Yes, as fit as ironman athletes are, they commonly have injuries due to specific weaknesses. In cases like these it is strongly advised not to stretch as this is likely to worsen the condition. When there is weakness recovery is typically sped up by simply not stretching.
A point to note: never stretch when experiencing pain.
I am not advocating inactivity. I am simply advising that with an injury stretching be avoided and that as soon as pain allows to first begin with strengthening. Sometimes this can be started immediately as even while in pain it is not unusual to find certain body movements and positions that ease the pain. If this is the case almost always strengthening can be safely started. Walking, again as pain dictates, is typically good to do as well for general mobility.
This general information by no means negates the need of seeking the appropriate health care when experiencing pain (e.g. medical doctor, chiropractor, physiotherapist…). It is very important to diagnose the specific problem so as to help ensure the appropriate care is given.
So where does stretching come in?
Oddly in the world of stretching evidence is weak at best. That said, it is hard to imagine that stretching does not play a significant role when it comes down to sports performance. Take Bruce Lee’s one-inch punch or Usain Bolt’s speed. It’s difficult to believe that some of that speed and power has not resulted from the stretching they incorporated into their training.

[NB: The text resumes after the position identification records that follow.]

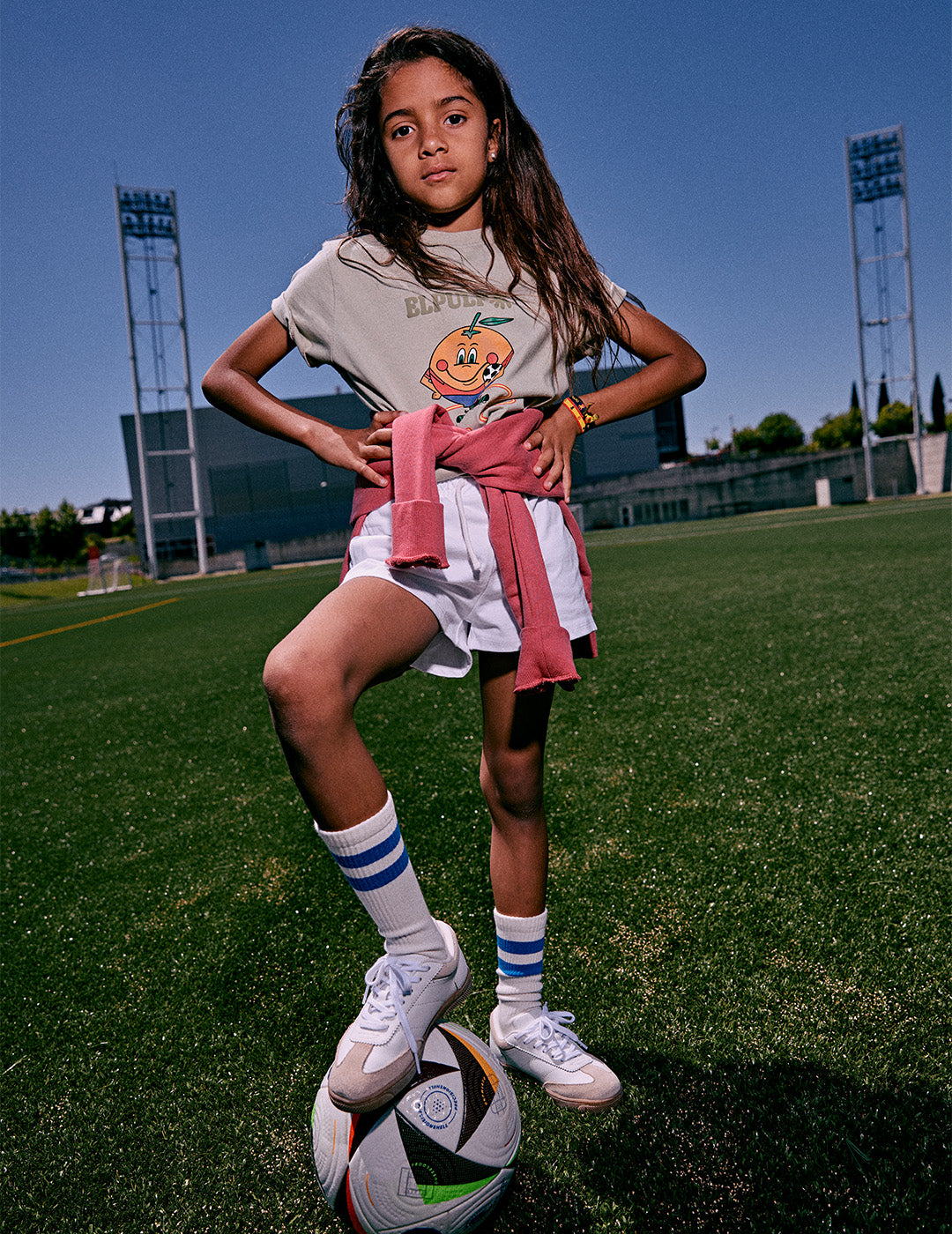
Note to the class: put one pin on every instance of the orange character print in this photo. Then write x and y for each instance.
(468, 361)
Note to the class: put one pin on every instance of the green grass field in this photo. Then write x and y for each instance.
(749, 894)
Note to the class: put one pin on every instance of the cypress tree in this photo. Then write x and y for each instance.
(939, 406)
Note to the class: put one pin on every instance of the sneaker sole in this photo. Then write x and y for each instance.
(582, 1104)
(375, 1101)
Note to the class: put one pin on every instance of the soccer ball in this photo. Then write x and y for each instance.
(437, 1159)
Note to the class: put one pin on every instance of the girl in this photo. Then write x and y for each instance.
(462, 284)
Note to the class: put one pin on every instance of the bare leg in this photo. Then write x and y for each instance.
(366, 631)
(514, 740)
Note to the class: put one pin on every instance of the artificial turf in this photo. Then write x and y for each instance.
(749, 894)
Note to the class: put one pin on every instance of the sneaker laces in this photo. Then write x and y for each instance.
(552, 1034)
(387, 985)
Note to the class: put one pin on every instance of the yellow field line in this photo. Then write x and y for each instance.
(93, 621)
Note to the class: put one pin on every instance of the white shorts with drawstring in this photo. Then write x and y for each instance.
(468, 598)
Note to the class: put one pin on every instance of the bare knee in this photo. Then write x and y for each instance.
(511, 783)
(304, 690)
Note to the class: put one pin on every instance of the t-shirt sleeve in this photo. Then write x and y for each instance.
(307, 308)
(616, 294)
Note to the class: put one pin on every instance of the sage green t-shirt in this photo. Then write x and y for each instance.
(401, 347)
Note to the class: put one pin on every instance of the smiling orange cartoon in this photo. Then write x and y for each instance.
(468, 361)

Another strong link to performance is the flexibility of power lifters. Power lifters are second only to gymnasts when it comes to flexibility. And certainly there are poses in yoga that exhibit great feats of strength.
When done for performance and the tissue is healthy it seems stretching can enhance the outcome be it speed for sprinting or power for weightlifting.
Listen to your body.
There should be no pain while stretching.